The major modifiable risk factors are the ones you’ve probably heard before: high blood pressure, high LDL cholesterol, smoking, diabetes, obesity, and a sedentary lifestyle. Each of these accelerates plaque formation or makes existing plaques more unstable. For cholesterol, the American Heart Association sets LDL targets below 100 mg/dL for many people, and as low as 55 mg/dL for those at very high risk of a heart attack or stroke.

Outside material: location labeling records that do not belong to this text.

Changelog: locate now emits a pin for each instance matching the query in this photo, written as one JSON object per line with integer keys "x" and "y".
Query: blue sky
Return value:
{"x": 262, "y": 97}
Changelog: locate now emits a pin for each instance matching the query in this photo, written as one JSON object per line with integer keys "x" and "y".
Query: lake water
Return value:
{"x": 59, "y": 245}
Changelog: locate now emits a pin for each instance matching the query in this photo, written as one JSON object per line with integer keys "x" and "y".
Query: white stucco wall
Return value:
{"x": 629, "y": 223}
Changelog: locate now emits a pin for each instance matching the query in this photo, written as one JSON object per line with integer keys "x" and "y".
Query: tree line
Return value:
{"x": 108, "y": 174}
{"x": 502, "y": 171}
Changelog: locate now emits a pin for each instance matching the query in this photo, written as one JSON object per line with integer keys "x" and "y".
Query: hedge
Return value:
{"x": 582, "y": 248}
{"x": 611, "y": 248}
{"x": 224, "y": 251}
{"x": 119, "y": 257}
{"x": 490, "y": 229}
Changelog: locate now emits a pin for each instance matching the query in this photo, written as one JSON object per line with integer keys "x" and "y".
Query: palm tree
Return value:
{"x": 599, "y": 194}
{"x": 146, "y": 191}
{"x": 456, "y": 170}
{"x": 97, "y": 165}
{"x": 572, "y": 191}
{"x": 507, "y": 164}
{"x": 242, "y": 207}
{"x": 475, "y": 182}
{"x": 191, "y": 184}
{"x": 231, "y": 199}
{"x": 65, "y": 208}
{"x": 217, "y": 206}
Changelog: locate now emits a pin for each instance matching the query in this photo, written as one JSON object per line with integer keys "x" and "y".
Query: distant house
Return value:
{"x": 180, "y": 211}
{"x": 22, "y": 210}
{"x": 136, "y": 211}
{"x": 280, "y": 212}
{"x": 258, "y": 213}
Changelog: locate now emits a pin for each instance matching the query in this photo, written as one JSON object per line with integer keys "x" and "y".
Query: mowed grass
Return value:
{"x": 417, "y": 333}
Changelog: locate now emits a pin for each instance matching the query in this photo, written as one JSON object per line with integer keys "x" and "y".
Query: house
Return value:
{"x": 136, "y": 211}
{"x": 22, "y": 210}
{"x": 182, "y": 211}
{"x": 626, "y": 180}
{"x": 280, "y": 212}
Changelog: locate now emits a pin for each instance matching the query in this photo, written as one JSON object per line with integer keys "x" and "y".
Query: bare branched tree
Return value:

Genetics play a significant role that often gets overlooked. One inherited risk factor is an elevated level of a particle called lipoprotein(a), or Lp(a). Unlike regular LDL cholesterol, Lp(a) levels are almost entirely determined by your genes and don’t respond much to diet or exercise. Levels above 50 mg/dL are considered high and are linked to early heart attacks, sometimes in people under 55 with no other obvious risk factors. Most people have never had their Lp(a) tested because it isn’t part of a standard cholesterol panel, but it only needs to be checked once since the level stays relatively stable throughout life.

How Symptoms Differ Between Men and Women

The textbook heart attack symptom is crushing chest pain or pressure, often radiating down the left arm. That presentation is common in men, but women are more likely to experience symptoms that seem unrelated to the heart. These include nausea or vomiting, pain in the neck, jaw, shoulder, upper back, or upper stomach, shortness of breath, unusual fatigue, lightheadedness, and heartburn-like indigestion. Women may also feel pain in one or both arms rather than just the left.

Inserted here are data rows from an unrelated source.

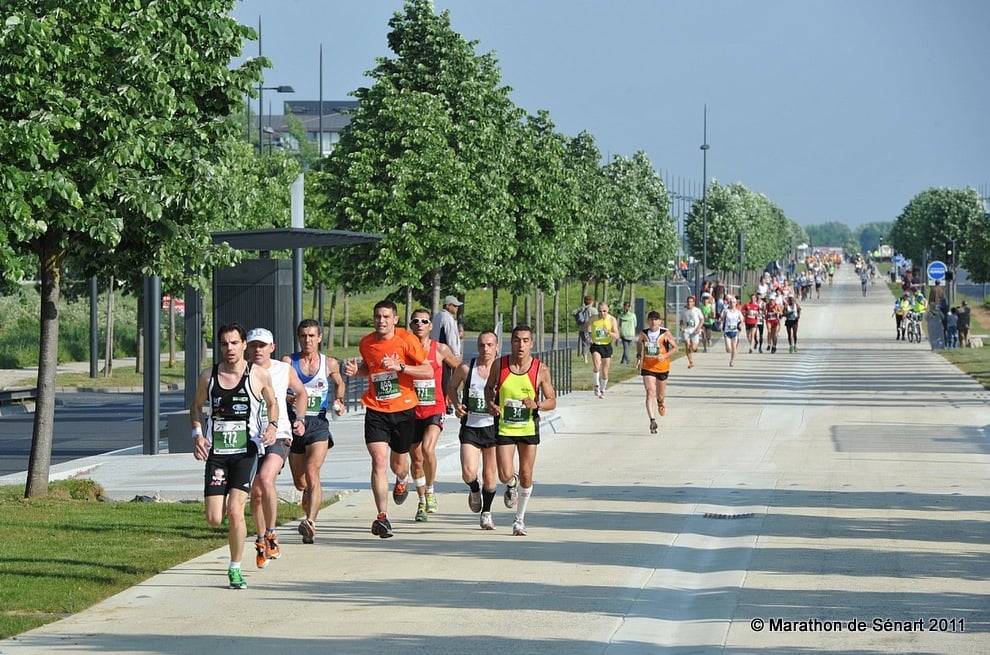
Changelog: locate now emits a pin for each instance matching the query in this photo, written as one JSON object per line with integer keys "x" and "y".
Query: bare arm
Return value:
{"x": 299, "y": 400}
{"x": 333, "y": 373}
{"x": 545, "y": 384}
{"x": 201, "y": 446}
{"x": 453, "y": 389}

Because these symptoms can mimic other conditions, women are more likely to delay seeking help or to have their heart attack initially misdiagnosed. The key signal is that these symptoms come on suddenly, feel different from anything you normally experience, or combine in unusual ways. Sudden unexplained cold sweats paired with nausea and jaw pain, for instance, should be treated as a cardiac emergency regardless of whether chest pain is present.

Silent Heart Attacks

Between one in five and two in five heart attacks are “silent,” meaning they happen without symptoms dramatic enough for the person to recognize. You might feel unusually tired for a few days, have mild discomfort you chalk up to indigestion, or notice nothing at all. The heart muscle still sustains damage, but the event passes without a trip to the emergency room. These silent heart attacks are typically discovered weeks, months, or even years later when an electrocardiogram or imaging scan picks up evidence of scarring on the heart.

Silent heart attacks are more common in people with diabetes, partly because diabetes can damage the nerves that would normally signal pain. They carry the same long-term consequences as recognized heart attacks, including weakened heart function and a higher risk of a second, potentially more severe event.

Why Minutes Matter

Once a coronary artery is fully blocked, permanent heart muscle damage begins within about 30 minutes. The longer the artery stays closed, the more muscle dies and is replaced by scar tissue that can’t contract. This is why emergency treatment focuses on reopening the artery as fast as possible, either by threading a catheter to the blockage and inflating a tiny balloon or by using clot-dissolving medication. The phrase “time is muscle” captures the basic math: every additional minute of blockage means more irreversible damage.

Surviving a heart attack with minimal lasting damage depends heavily on how quickly you act on symptoms. People who reach the hospital within the first hour tend to have significantly better outcomes and retain more heart function than those who wait several hours hoping the discomfort will pass.